I was comparing the performance of various BLAS/LAPACK packages (through CHOLMOD from SuiteSparse), and was surprised to find that this package is ~40 times slower than the 'openblas' package without LAPACK: blas + lapack: 10015ms openblas + lapack: 3721ms openblas-lapack: 161417ms atlas-lapack: 4232ms Does anyone know what could be causing this?

eolianoe commented on 2017-07-14 14:42 (UTC)
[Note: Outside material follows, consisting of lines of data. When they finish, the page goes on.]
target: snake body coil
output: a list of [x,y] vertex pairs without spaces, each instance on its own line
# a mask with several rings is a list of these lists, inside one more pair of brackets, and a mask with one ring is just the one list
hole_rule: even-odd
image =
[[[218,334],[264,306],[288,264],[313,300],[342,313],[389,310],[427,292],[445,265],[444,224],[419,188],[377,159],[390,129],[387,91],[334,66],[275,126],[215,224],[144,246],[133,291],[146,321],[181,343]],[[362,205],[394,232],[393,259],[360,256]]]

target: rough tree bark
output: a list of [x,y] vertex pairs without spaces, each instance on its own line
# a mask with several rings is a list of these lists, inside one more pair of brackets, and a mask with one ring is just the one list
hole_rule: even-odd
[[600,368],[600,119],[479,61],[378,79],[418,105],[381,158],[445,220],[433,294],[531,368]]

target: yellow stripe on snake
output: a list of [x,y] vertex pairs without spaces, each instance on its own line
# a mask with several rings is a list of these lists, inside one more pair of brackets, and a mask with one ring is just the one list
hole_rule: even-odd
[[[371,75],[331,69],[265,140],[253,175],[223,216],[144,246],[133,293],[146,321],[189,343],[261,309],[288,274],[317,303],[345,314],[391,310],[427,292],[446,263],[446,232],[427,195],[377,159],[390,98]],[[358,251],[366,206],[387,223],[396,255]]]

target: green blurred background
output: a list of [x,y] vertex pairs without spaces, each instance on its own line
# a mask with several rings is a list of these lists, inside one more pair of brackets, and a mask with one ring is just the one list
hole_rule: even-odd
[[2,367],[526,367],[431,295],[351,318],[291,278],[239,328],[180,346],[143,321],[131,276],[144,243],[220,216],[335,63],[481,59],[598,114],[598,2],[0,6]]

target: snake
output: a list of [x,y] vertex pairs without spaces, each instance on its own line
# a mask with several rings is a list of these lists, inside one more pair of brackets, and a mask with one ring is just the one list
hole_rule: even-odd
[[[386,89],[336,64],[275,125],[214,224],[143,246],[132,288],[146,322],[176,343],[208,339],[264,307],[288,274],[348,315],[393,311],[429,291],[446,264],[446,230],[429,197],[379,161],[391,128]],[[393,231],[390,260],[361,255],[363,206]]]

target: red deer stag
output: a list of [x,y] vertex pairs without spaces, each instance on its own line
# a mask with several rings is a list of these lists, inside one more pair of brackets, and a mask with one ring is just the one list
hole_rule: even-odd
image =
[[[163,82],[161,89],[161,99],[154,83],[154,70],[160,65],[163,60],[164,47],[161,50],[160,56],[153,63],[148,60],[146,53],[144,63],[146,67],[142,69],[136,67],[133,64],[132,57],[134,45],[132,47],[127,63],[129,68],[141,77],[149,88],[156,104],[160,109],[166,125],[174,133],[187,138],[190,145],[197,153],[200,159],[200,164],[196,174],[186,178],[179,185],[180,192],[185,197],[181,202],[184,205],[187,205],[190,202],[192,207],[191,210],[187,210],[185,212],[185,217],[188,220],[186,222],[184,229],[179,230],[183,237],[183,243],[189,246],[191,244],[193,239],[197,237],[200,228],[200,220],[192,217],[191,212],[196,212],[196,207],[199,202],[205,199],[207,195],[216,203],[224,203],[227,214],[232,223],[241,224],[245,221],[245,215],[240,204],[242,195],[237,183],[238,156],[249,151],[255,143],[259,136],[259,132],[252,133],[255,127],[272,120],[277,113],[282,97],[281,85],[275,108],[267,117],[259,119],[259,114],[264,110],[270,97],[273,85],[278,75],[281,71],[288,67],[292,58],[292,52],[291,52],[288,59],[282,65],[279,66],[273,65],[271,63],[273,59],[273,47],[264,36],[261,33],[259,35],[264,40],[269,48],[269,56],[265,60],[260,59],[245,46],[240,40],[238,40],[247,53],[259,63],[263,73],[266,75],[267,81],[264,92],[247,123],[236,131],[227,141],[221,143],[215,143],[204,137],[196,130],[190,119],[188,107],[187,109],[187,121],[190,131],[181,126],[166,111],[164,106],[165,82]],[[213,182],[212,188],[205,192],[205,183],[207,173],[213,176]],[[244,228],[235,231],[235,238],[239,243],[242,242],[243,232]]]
@solnce: building fine in an up to date clean chroot. OpenMP is not enabled in this PKGBUILD, so I do not understand why there is some references to OpenMP routines.

solnce commented on 2017-07-14 07:49 (UTC)

Building the most recent version fails for me. gcc -march=x86-64 -mtune=generic -O2 -pipe -fstack-protector-strong -O2 -DMAX_STACK_ALLOC=2048 -Wall -m64 -DF_INTERFACE_GFORT -fPIC -DSMP_SERVER -DNO_WARMUP -DMAX_CPU_NUMBER=12 -DASMNAME= -DASMFNAME=_ -DNAME=_ -DCNAME= -DCHAR_NAME=\"_\" -DCHAR_CNAME=\"\" -DNO_AFFINITY -I. -O2 -DMAX_STACK_ALLOC=2048 -Wall -m64 -DF_INTERFACE_GFORT -fPIC -DSMP_SERVER -DNO_WARMUP -DMAX_CPU_NUMBER=12 -DASMNAME= -DASMFNAME=_ -DNAME=_ -DCNAME= -DCHAR_NAME=\"_\" -DCHAR_CNAME=\"\" -DNO_AFFINITY -I.. -Wl,-O1,--sort-common,--as-needed,-z,relro -w -o linktest linktest.c ../libopenblas_nehalemp-r0.2.19.so -L/usr/lib/gcc/x86_64-pc-linux-gnu/7.1.1 -L/usr/lib/gcc/x86_64-pc-linux-gnu/7.1.1/../../../../lib -L/lib/../lib -L/usr/lib/../lib -L/usr/lib/gcc/x86_64-pc-linux-gnu/7.1.1/../../.. -lgfortran -lm -lquadmath -lm -lc && echo OK. ../libopenblas_nehalemp-r0.2.19.so: undefined reference to `GOMP_parallel' ../libopenblas_nehalemp-r0.2.19.so: undefined reference to `omp_in_parallel' ../libopenblas_nehalemp-r0.2.19.so: undefined reference to `omp_set_num_threads' ../libopenblas_nehalemp-r0.2.19.so: undefined reference to `omp_get_num_threads' ../libopenblas_nehalemp-r0.2.19.so: undefined reference to `omp_get_max_threads' ../libopenblas_nehalemp-r0.2.19.so: undefined reference to `omp_get_thread_num' collect2: Fehler: ld gab 1 als Ende-Status zurück

richli commented on 2017-07-13 19:00 (UTC)

Could you add another symlink? ln -sf libopenblas.so libcblas.so.${_lapackver:0:1} Otherwise, it seems a recent update to python-numpy fails: $ python -c 'import numpy' Traceback (most recent call last): File "/usr/lib/python3.6/site-packages/numpy/core/__init__.py", line 16, in <module> from . import multiarray ImportError: libcblas.so.3: cannot open shared object file: No such file or directory

eolianoe commented on 2017-07-10 17:26 (UTC)

@xyproto: I'm fine with the move to [community] but if I'm not wrong some optimisations depend on the type of the CPU, not as strongly as atlas does but it may decrease the performance.